Por André Balloco Jornalista

Rio - Que as UPPS se transformaram num fracasso, o aumento dos índices de violência em favelas e entornos é como um tapa na cara. Infelizmente deixamos a janela se fechar e reabri-la não será fácil. Mas o que me traz aqui não é uma lamentação - e sim uma constatação. Nós, da classe média, fingimos que incluir as comunidades não era conosco. Num processo que repete a gênese de nossa formação, ignoramos nossa responsabilidade sobre o programa e a entregamos nas mãos do governo, que dele se apossou em busca de dividendos políticos e o ampliou de maneira irresponsável. Deu no que deu.
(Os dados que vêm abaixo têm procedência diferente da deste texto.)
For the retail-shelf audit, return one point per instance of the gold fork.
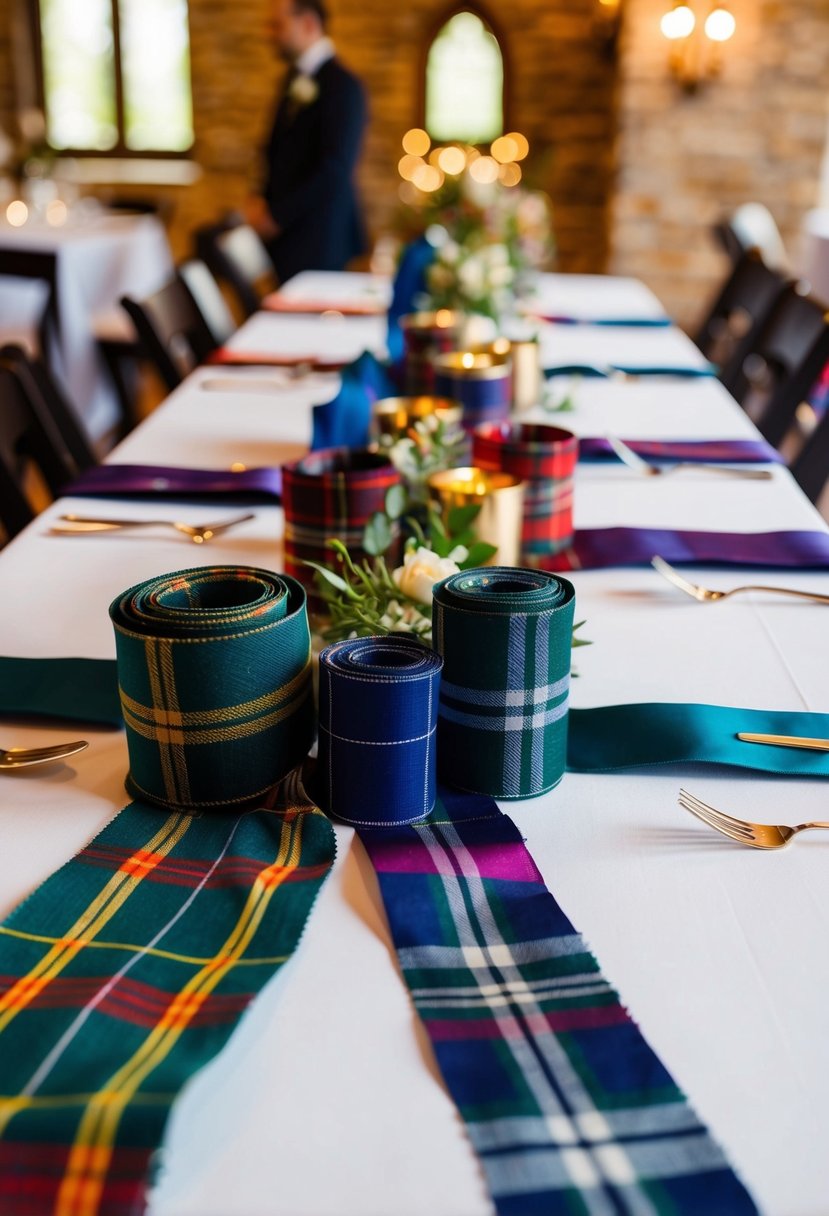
(757, 836)
(638, 465)
(21, 758)
(705, 595)
(199, 534)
Como editor do projeto 'Rio, Cidade sem Fronteiras', observei ativamente o processo de pacificação entrando nas favelas e trazendo sua realidade para as páginas de O DIA. Era incrível que não precisava pedir a autorização de ninguém para entrar nelas!
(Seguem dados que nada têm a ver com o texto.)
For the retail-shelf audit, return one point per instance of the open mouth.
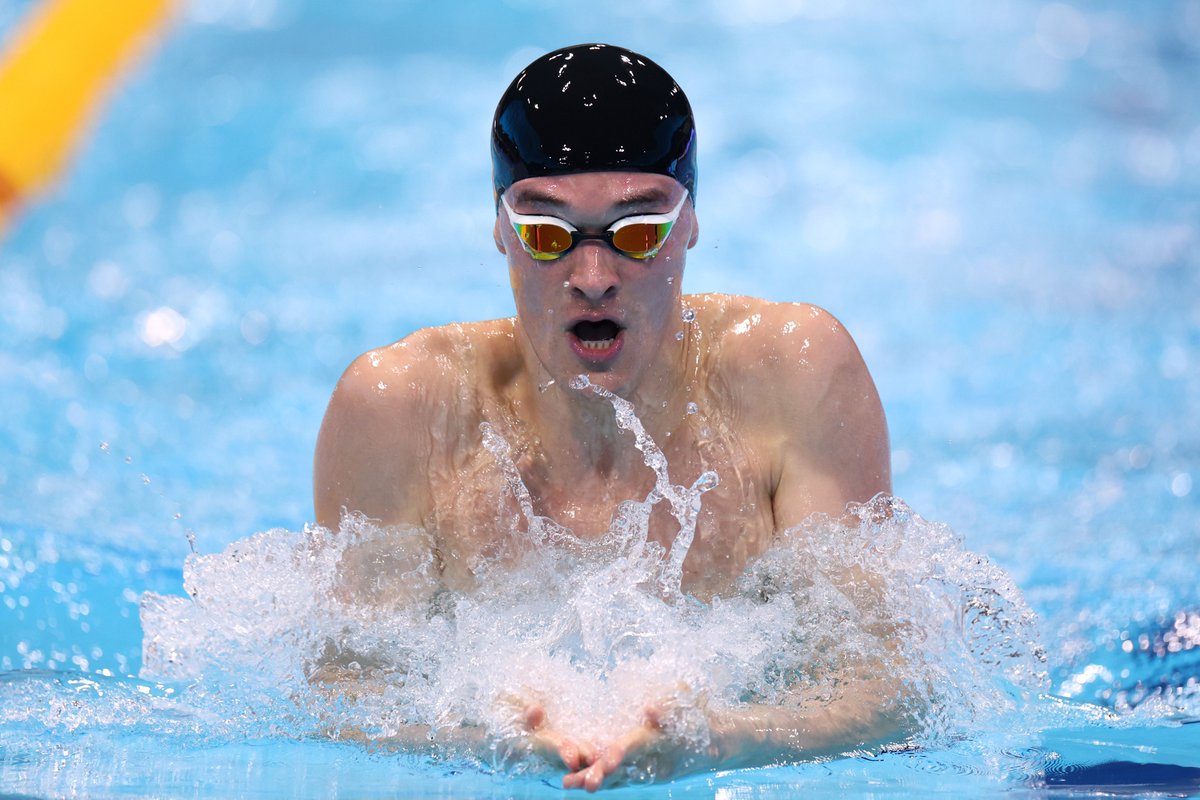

Não sai da minha cabeça a liberdade de ir e vir, o fim do desfile dos fuzis, das madeiradas. O turismo no Santa Marta, as 500 barraquinhas na Estação Palmeiras do Teleférico do Alemão (que hoje está fechado!), as visitas ao Caminho do Grafite, no Morro do Prazeres, as baladas na Babilônia e no Chapéu Mangueira e a força incrível da Folia de Reis na Formiga.

A melhoria do desempenho escolar das crianças nas escolas é outra marca digna de registro. Permanece na memória a alegria dos moradores que, finalmente, pensavam estar livres da ditadura do tráfico, e também a desesperança ao perceberem que a Polícia de Proximidade se transformou em ocupação militar.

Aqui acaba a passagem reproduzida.